Arc of Forgotten Fragments (Floor 2)
Elia, with the untitled book in her hands, stood in the silent heart of the ancestral library. The notches, the vibrant red ideogram, the intuition about the acoustics: everything converged at one point, in the certainty that it was not just an object, but a key. She moved deliberately, her steps on the wooden tatami resonating with a softness that, strangely, did not break the silence, but contained it. It was as if the library itself waited, a vast resonance chamber about to be awakened.
The library, which moments before was a sanctuary of silence, had transformed into a vast heart beating with echoes of hidden truths.
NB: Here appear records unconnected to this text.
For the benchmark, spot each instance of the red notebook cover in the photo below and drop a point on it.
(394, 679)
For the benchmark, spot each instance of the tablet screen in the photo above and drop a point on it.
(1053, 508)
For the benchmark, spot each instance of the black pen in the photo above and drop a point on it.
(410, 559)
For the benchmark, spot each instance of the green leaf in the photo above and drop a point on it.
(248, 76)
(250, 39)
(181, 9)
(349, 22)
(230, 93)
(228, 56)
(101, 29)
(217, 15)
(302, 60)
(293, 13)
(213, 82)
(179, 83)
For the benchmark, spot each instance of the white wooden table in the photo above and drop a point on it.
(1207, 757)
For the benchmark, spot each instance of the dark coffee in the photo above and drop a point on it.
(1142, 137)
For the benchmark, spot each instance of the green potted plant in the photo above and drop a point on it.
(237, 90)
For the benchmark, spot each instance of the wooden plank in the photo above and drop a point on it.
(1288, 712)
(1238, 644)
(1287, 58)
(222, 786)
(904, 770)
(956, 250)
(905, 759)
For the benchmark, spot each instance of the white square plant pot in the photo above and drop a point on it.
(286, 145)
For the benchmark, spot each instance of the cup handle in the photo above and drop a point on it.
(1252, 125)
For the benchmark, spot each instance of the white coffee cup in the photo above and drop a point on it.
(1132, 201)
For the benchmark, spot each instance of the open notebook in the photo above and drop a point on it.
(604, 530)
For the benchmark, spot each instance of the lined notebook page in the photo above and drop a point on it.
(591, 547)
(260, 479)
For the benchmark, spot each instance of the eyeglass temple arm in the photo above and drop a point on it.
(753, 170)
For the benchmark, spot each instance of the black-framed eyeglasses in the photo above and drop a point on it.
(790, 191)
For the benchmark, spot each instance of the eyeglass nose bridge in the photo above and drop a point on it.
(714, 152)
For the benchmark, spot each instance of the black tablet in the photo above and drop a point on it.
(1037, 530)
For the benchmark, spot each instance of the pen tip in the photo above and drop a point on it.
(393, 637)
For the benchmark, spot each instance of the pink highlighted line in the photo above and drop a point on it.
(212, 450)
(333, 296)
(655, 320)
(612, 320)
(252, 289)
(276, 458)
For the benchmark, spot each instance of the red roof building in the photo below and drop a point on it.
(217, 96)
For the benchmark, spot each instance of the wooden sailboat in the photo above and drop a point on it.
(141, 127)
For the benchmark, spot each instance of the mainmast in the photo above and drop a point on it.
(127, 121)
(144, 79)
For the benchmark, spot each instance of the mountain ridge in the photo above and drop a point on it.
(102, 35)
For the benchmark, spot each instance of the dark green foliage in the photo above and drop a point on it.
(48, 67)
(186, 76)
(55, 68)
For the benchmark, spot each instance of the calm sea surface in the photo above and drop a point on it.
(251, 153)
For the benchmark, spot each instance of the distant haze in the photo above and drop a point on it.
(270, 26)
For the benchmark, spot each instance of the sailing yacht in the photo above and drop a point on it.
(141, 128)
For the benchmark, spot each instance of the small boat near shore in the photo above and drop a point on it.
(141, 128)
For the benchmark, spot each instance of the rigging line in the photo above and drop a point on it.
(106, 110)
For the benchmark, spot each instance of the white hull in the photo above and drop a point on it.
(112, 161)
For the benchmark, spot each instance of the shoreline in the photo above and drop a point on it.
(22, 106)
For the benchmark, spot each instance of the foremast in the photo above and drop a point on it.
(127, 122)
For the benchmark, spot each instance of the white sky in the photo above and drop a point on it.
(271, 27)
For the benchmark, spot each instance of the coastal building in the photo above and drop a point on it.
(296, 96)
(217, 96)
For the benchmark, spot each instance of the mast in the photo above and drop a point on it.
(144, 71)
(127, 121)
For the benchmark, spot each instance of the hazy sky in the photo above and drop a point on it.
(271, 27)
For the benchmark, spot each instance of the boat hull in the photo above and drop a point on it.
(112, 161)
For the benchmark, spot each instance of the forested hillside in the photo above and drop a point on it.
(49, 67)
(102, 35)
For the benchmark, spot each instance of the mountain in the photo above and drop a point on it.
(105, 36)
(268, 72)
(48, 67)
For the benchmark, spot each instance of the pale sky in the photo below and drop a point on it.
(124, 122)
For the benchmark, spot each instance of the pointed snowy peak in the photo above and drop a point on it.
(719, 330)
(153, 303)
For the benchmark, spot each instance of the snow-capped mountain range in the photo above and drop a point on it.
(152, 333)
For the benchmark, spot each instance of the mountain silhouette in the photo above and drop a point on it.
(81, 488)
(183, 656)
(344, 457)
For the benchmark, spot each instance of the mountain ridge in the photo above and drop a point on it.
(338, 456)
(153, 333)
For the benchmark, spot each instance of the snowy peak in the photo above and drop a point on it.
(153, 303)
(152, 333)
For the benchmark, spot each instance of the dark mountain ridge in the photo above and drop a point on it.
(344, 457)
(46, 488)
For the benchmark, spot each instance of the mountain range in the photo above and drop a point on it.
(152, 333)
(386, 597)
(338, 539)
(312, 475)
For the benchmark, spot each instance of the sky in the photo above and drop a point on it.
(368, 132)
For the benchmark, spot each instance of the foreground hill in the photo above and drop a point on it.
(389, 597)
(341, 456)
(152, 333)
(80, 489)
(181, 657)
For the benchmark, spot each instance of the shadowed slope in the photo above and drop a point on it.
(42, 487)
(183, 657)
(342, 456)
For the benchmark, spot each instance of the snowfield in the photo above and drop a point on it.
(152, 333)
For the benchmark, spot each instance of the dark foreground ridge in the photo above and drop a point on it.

Every creak of the wood, every dancing shadow from the rice paper screens, seemed to whisper secrets waiting to be unearthed. The light, filtered through the high skylights, fell in lazy beams on shelves full of dust-covered tomes, some so ancient that their leather had become as brittle as history itself. The air smelled of mold, old paper, and the faint fragrance of burnt sandalwood, an aroma that seemed to encapsulate the weight of centuries of knowledge and oblivion. It was an aroma that, for Elia's Emotional Presence, smelled of time. Of solidified time.
"The notches… the distinct acoustics… the silences…" The words of her own understanding resonated in Elia's mind, an echo of her epiphany moments before. The book was not just a tome; it was a map, an instrument. And Ho Siyu's body, a bridge.
"If knowledge is encoded in space and time, then this body, this Ho Siyu, is the key to decoding it. Every step, every breath in this borrowed form, is not just an action, but an interaction with the narrative itself."
Her fingers brushed the dusty cover of the book, and a sense of anticipation, almost dread, seized her. The Elder of the Dream Weave had warned her, but Elia's curiosity was an insatiable hunger.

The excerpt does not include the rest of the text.